- Born: 1971 (age 54–55) Attard, Malta
- Occupation: Poet
- Website: www.louisbriffa.com/%20www.louisbriffa.com

= Louis Briffa =

Maltese poet

Louis Briffa (born in Attard 1971) is a Maltese poet.

==Education==
Briffa received his education at the Precision Engineering Centre, Marsa (1990–1991) and at the Technical Institute, George Grognet De Vasse, Naxxar (1992). He joined the Public Service of Malta in 1989 as an apprentice as he continued studying privately.

==Literary career==
Briffa started writing poetry at the age of nine. His literary works have appeared in periodicals, magazines and Maltese newspapers.

Louis Briffa shows great awareness of the need to choose the right word, and his rhythmic patterns closely reflect the content. For him, rhythm complements the sense and it frequently engages him in figurative language to convey psychological states.

He was literary editor of Kullħadd, a weekly Maltese newspaper, between 1994 and 1998. He worked as narrator and producer of a literary programme, Nixxiegħa (PBS). In 1994 he joined forces with a fellow writer and poet Carmel Scicluna to set up a new literary movement for budding poets and writers. Louis Briffa was elected president of the Għaqda Letterarja Maltija for 2007-08. Some of his patriotic poems have been recited in activities held to commemorate national events, such as Independence day (21 September) and Freedom day (31 March).

He is represented in the book Jiflu Żmienhom (2003), an anthology of poems, by Poeżijaplus, published by Klabb Kotba Maltin. Bil-Varloppa (2006) is a collection of poems and prose poetry written between 1985 and 2005. "The Tale of a Grasshopper and a Tomato and other poems" is a bilingual edition of Briffa's best poems published in 2009. Poems in this book were translated in English by Rose Marie Caruana.

Throughout his literary career, he won various prizes - the main highlights being:
 "Premju Ġieħ Ġuzè Aquilina" (1998)
 "Premju Letterarju Patri Marjanu Vella" (2000)
 National Book Prize Awards for poetry in Maltese for "Bil-Varloppa" (2007)
 National Poetry Competition Mons.
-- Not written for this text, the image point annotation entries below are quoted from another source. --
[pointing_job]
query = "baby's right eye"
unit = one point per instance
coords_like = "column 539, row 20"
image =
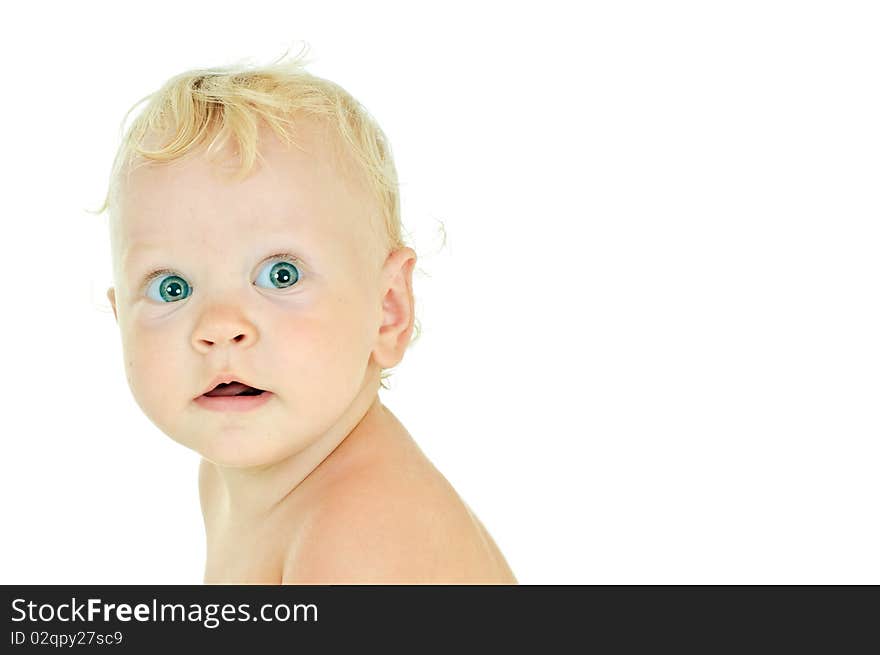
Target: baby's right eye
column 168, row 288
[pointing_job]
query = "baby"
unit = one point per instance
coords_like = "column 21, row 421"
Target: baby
column 259, row 304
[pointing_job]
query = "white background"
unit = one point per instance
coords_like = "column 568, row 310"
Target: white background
column 650, row 347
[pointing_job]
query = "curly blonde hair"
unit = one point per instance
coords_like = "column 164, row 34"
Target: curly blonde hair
column 232, row 102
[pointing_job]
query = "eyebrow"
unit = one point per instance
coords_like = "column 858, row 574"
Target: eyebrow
column 288, row 253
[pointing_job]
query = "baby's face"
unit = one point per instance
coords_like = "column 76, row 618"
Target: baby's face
column 276, row 280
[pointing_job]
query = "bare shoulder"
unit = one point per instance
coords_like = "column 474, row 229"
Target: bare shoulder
column 394, row 524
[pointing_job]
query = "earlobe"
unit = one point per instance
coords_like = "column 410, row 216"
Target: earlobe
column 397, row 308
column 111, row 296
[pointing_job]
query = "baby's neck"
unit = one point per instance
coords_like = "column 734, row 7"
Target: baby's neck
column 240, row 501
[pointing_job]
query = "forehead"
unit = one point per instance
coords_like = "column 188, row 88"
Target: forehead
column 312, row 192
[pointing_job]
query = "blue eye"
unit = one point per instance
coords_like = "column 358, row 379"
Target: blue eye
column 168, row 288
column 278, row 275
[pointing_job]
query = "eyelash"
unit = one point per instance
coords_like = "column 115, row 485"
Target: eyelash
column 281, row 256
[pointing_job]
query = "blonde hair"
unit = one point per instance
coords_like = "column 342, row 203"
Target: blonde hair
column 233, row 101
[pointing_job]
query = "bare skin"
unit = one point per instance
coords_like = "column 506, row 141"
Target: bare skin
column 321, row 484
column 374, row 466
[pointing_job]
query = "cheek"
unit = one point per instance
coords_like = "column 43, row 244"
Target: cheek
column 330, row 347
column 153, row 369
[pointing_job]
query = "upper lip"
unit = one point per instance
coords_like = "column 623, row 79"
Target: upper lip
column 226, row 378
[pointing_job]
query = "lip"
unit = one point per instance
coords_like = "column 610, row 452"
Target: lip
column 233, row 403
column 226, row 378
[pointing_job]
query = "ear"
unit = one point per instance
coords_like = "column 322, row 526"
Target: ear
column 111, row 296
column 398, row 308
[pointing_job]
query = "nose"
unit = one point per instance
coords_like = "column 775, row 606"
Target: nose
column 219, row 328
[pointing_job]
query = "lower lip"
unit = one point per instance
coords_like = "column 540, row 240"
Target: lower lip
column 233, row 403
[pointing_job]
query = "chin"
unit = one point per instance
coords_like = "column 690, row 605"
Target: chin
column 240, row 450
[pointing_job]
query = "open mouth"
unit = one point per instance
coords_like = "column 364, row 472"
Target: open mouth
column 233, row 389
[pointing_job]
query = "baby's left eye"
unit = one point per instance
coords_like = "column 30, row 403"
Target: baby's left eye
column 277, row 275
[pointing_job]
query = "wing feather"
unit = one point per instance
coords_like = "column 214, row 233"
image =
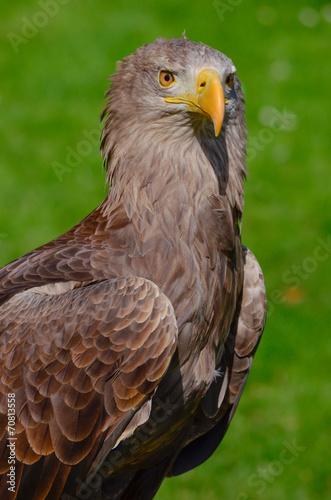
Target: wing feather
column 80, row 363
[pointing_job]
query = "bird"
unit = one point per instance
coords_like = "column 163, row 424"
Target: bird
column 126, row 343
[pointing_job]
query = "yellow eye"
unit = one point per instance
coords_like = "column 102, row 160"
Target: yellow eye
column 166, row 78
column 229, row 80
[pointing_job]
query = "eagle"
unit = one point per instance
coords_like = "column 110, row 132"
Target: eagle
column 125, row 343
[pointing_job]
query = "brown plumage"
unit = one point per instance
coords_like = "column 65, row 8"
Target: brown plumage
column 128, row 340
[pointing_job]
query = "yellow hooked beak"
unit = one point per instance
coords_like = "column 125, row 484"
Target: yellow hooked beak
column 208, row 98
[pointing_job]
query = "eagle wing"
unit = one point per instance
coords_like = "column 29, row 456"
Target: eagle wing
column 81, row 362
column 220, row 402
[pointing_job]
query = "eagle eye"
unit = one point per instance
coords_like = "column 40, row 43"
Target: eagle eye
column 166, row 78
column 229, row 80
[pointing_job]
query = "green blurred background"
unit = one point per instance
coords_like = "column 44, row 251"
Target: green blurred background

Amante Buontempo (2016)

Professor Oliver Friggieri called Briffa "A poet of love". Dr Paul Buhagiar described him as "the most original poetic voice of the first years of the 21st century.

==Personal life==
As from 2014 to date, Louis Briffa is the Assistant Director at the Restoration Unit within the Ministry of Infrastructure, Transport, and Planning.

Briffa has a son, Bertrand born in 2007.